And then we turn to the party of the working class, and their response with Ed Miliband as it’s leader. Poor old Ed, well intentioned Ed, but frightfully naïve Ed. If it is at all possible to sympathise with the trade unions of the 1970’s whose tentacles wrapped themselves around every vein of the Labour party, at least they understood. Derek Robinson, or aptly named “Red Robbo” for his affiliations with the Soviet Union, was there when it all happened. He was just as qualified to swig beer in the countries WMC’s as any of the thousands of industrial workers who were laid off under Thatcher’s economic shake up. Ed however, coming from a Jewish family of London intellectuals has none of these “rough around the edges” qualities, and instead resigns himself to regurgitating the same old rhetoric about class warfare and tax relief for the wealthy.

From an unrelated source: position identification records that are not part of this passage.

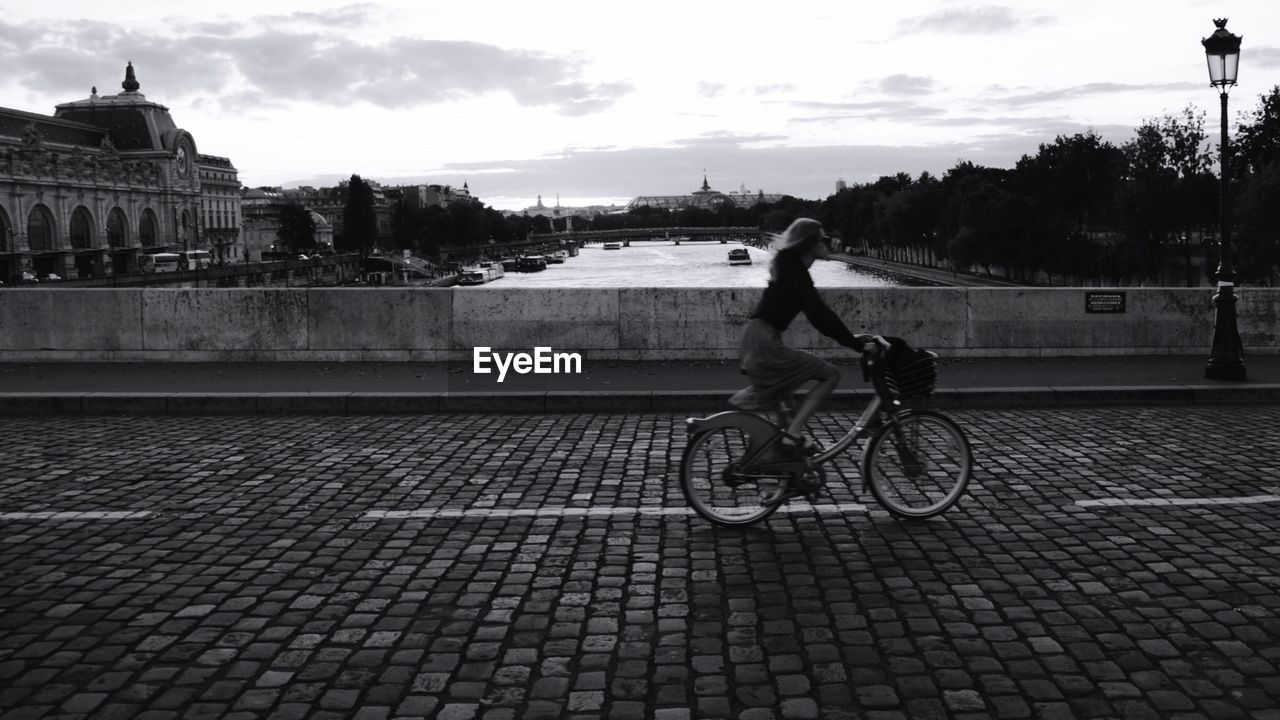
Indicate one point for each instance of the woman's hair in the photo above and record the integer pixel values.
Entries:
(799, 237)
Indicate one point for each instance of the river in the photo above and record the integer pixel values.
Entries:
(666, 264)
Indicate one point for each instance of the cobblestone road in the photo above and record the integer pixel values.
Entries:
(1114, 563)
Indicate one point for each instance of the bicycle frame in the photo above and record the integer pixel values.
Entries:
(764, 437)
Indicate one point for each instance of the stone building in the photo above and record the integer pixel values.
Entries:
(707, 199)
(220, 209)
(101, 181)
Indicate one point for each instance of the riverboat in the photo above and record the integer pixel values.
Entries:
(481, 273)
(531, 264)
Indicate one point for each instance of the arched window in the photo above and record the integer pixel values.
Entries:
(117, 228)
(82, 229)
(40, 229)
(5, 233)
(147, 228)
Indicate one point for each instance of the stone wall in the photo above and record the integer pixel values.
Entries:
(330, 324)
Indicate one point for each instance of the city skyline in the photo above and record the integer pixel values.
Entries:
(597, 106)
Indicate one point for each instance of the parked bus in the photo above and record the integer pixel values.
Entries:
(195, 259)
(159, 263)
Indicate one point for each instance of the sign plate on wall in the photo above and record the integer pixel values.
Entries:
(1110, 301)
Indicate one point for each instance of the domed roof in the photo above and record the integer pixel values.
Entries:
(131, 119)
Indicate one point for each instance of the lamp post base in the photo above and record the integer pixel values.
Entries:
(1226, 361)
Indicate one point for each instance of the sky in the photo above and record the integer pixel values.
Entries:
(598, 101)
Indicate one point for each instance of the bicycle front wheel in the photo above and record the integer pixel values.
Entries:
(919, 464)
(720, 488)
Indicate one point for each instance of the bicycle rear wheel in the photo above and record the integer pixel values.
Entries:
(718, 488)
(919, 464)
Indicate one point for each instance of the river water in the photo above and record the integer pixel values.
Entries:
(666, 264)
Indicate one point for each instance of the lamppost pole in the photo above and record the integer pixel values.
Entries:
(1226, 359)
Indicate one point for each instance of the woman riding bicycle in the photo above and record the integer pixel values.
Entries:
(776, 370)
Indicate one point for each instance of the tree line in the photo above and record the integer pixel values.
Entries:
(1079, 208)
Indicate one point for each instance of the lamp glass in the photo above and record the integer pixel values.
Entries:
(1216, 68)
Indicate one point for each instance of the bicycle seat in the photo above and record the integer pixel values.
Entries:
(748, 399)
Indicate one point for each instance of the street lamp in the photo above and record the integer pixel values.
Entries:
(1226, 360)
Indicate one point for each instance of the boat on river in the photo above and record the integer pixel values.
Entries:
(530, 264)
(481, 273)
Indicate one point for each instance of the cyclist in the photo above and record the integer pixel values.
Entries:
(775, 369)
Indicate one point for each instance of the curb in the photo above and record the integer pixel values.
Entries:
(595, 401)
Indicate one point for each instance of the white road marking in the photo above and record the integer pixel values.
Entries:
(82, 515)
(560, 511)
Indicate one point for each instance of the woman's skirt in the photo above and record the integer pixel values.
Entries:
(773, 369)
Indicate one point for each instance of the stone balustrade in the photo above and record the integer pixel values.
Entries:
(432, 324)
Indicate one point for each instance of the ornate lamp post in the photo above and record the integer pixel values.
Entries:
(1226, 361)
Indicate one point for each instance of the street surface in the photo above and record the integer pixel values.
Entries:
(1109, 563)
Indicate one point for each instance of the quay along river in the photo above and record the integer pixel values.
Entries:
(664, 264)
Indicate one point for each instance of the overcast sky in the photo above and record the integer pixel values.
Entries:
(600, 101)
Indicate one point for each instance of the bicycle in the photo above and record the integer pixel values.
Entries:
(917, 464)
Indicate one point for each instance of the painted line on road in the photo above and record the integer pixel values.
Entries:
(82, 515)
(560, 511)
(1175, 501)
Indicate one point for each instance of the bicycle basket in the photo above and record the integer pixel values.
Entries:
(910, 373)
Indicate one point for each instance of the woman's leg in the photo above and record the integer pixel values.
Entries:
(828, 377)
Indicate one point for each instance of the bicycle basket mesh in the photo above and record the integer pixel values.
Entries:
(915, 377)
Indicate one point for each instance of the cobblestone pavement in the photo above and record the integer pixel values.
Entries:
(1109, 563)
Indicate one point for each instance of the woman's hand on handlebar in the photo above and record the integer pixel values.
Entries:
(874, 345)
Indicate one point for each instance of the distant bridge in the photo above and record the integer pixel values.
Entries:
(676, 235)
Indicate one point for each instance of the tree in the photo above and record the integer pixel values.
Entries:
(1257, 231)
(1075, 176)
(297, 229)
(1257, 144)
(359, 218)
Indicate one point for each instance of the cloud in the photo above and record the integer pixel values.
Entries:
(295, 58)
(890, 109)
(759, 162)
(987, 19)
(711, 89)
(905, 85)
(999, 95)
(778, 87)
(1262, 57)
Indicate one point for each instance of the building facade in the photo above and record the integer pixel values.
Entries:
(705, 197)
(220, 209)
(90, 188)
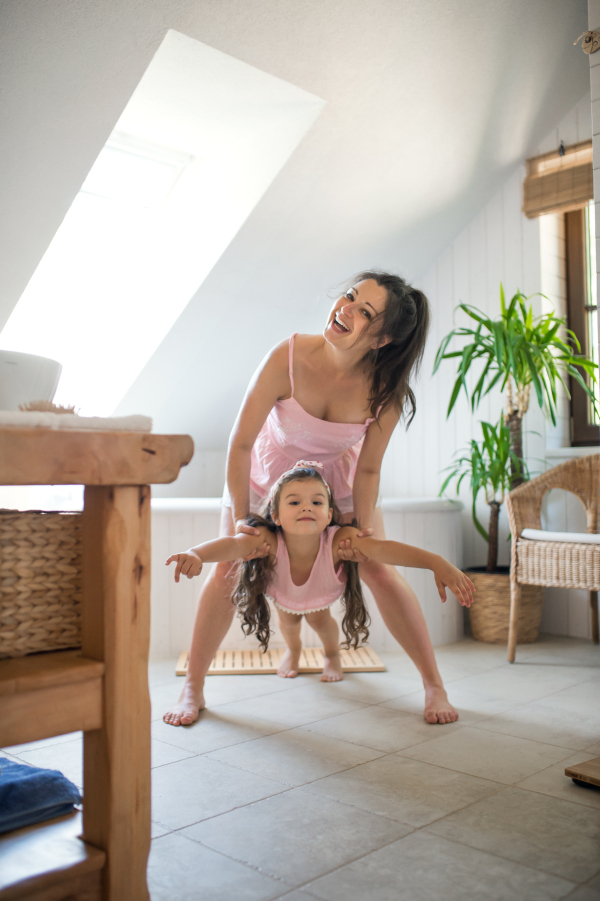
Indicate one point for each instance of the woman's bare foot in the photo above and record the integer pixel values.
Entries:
(186, 711)
(438, 708)
(332, 669)
(288, 668)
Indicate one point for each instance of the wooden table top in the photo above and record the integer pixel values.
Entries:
(72, 457)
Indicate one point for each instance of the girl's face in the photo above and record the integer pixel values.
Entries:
(303, 507)
(351, 316)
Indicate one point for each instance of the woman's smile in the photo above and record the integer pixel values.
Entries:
(353, 313)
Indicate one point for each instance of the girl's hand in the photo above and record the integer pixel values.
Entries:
(188, 564)
(347, 552)
(263, 551)
(448, 576)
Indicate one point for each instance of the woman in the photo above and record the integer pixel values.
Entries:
(335, 398)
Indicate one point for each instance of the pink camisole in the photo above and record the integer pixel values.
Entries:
(290, 434)
(322, 588)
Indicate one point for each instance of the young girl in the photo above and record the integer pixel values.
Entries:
(305, 572)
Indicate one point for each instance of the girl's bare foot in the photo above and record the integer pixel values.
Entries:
(288, 668)
(186, 711)
(438, 708)
(332, 669)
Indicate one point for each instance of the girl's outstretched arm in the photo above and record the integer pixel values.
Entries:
(219, 550)
(393, 552)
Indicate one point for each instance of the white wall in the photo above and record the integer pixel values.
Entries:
(500, 244)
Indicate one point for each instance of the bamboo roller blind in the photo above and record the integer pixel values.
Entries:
(556, 183)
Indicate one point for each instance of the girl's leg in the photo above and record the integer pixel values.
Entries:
(290, 623)
(404, 618)
(327, 629)
(214, 614)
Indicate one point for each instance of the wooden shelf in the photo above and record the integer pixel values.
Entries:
(103, 689)
(71, 457)
(48, 862)
(49, 694)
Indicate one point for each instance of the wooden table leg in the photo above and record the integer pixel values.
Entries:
(513, 623)
(116, 630)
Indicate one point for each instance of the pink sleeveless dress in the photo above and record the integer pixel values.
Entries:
(290, 434)
(322, 588)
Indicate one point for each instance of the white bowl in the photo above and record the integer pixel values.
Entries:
(25, 378)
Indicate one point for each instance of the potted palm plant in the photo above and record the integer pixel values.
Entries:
(488, 465)
(513, 353)
(516, 352)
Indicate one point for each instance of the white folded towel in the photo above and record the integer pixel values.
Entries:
(38, 420)
(573, 537)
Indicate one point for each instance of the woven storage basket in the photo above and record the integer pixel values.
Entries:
(489, 612)
(40, 582)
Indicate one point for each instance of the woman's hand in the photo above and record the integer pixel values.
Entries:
(263, 551)
(188, 564)
(448, 576)
(347, 552)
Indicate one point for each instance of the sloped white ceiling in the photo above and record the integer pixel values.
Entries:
(430, 105)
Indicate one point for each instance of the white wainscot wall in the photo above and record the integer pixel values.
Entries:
(178, 523)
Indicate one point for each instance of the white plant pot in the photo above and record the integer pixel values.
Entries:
(25, 378)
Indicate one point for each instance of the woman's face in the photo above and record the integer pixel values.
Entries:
(352, 315)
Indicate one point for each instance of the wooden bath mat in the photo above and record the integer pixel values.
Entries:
(587, 773)
(233, 663)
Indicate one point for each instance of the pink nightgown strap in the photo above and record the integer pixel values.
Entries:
(291, 362)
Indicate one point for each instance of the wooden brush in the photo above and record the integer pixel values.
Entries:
(44, 406)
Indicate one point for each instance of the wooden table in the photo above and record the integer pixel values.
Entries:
(102, 689)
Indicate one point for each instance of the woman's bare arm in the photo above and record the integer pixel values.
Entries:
(269, 383)
(393, 552)
(368, 469)
(228, 548)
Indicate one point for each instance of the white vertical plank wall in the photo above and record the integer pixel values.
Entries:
(499, 245)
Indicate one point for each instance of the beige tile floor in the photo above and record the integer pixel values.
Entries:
(299, 790)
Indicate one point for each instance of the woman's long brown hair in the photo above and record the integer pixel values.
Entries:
(405, 321)
(250, 594)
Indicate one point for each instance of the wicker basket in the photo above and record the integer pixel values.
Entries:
(489, 612)
(40, 582)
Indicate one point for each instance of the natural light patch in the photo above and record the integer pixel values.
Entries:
(198, 144)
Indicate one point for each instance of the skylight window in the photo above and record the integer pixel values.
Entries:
(198, 144)
(134, 174)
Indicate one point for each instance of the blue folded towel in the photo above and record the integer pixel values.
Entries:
(30, 795)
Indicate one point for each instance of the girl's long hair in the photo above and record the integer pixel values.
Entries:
(405, 321)
(250, 594)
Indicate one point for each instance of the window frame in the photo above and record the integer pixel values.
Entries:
(583, 433)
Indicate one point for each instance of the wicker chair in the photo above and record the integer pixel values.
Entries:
(565, 561)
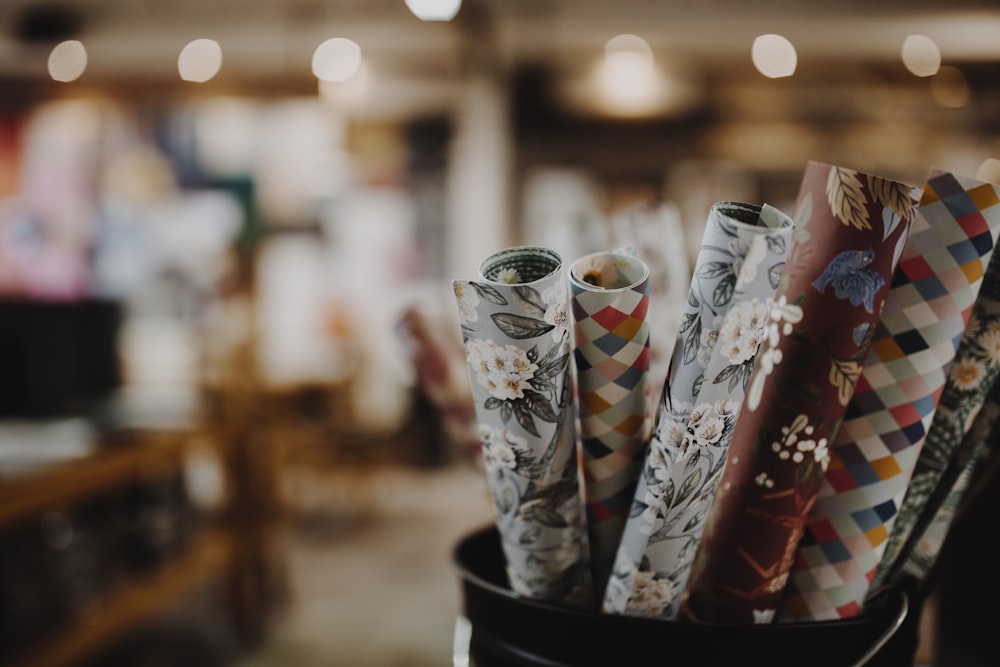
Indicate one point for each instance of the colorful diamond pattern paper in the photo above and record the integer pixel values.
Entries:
(611, 350)
(933, 290)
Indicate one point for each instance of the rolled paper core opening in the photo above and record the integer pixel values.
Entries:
(739, 211)
(608, 272)
(520, 265)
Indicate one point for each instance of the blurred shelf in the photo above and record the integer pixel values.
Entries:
(24, 495)
(209, 558)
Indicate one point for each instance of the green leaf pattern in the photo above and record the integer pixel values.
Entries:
(518, 353)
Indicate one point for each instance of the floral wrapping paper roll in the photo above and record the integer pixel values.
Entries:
(850, 231)
(740, 261)
(515, 329)
(933, 291)
(610, 301)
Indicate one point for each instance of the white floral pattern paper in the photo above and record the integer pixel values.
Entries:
(726, 318)
(515, 329)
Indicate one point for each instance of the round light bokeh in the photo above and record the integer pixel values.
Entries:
(631, 44)
(921, 55)
(774, 56)
(67, 61)
(200, 60)
(434, 10)
(336, 59)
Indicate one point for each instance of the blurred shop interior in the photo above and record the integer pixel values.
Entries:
(235, 422)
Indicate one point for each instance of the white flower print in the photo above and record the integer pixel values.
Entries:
(505, 371)
(743, 331)
(556, 312)
(651, 595)
(797, 442)
(784, 314)
(501, 448)
(468, 300)
(705, 427)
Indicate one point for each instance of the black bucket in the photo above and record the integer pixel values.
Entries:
(509, 631)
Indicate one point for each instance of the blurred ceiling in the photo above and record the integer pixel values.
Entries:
(848, 51)
(275, 38)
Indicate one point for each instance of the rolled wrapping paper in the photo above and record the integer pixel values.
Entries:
(850, 231)
(962, 483)
(610, 302)
(871, 463)
(736, 273)
(515, 330)
(972, 376)
(656, 236)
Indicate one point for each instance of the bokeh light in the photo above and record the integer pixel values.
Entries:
(434, 10)
(774, 56)
(67, 61)
(336, 59)
(200, 60)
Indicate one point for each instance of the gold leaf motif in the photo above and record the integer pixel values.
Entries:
(893, 195)
(844, 376)
(847, 198)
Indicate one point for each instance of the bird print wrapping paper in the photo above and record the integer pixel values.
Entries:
(850, 232)
(876, 317)
(933, 290)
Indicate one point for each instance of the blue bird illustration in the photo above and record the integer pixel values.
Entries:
(851, 278)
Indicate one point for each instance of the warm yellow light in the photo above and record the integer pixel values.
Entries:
(348, 94)
(950, 88)
(921, 55)
(67, 61)
(627, 77)
(632, 44)
(200, 60)
(773, 56)
(434, 10)
(336, 59)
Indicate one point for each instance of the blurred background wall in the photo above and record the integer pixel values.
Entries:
(228, 232)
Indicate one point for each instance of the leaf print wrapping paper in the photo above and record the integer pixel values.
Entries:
(871, 463)
(515, 330)
(961, 484)
(740, 261)
(850, 232)
(972, 376)
(610, 301)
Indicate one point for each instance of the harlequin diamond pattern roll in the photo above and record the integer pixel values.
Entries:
(610, 300)
(851, 229)
(972, 376)
(887, 421)
(742, 255)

David Cameron, with his porcine features and slicked back hair making him an ideal pig in the eyes of a cartoonist, is similarly as detached from the economic hardships of your average Joe in the street. Mr Cameron, however, has never pretended to have witnessed first hand the hardships of his electorate, (admittedly his political allegiance means he doesn’t have to feign it quite so much as Ed). He did however promise to listen, and quite bizarrely for a politician, he did. By humbling himself to admit the mistakes of the Tories of elections past, he combined the traditional Tory ethos of shared values with the “rugged liberalism” that featured so prominently on the Conservative’s election manifesto. Mr. Cameron therefore acknowledged that no one wants to be reliant on the state, and that increased welfare was not only incredibly costly, but also hampered social mobility. He also realised that, as well as being a sure popularity pleaser, Europe had become more of a nosey neighbour than a friend in Westminster. Most importantly of all however, it is his ability to appear genuine that appeals most to an electorate tired of broken promises and innocuous politics that fails to offend and likewise fails to achieve.
It is the Tory party’s new found universal appeal, as well as being totally unapologetic about Mr Cameron’s social background that lies at the heart of their recent poll surge. Labour however, growing bloated with the same old tricks and losing its flair, as anyone going through a mid-life crisis will know, would do well to find a new hobby.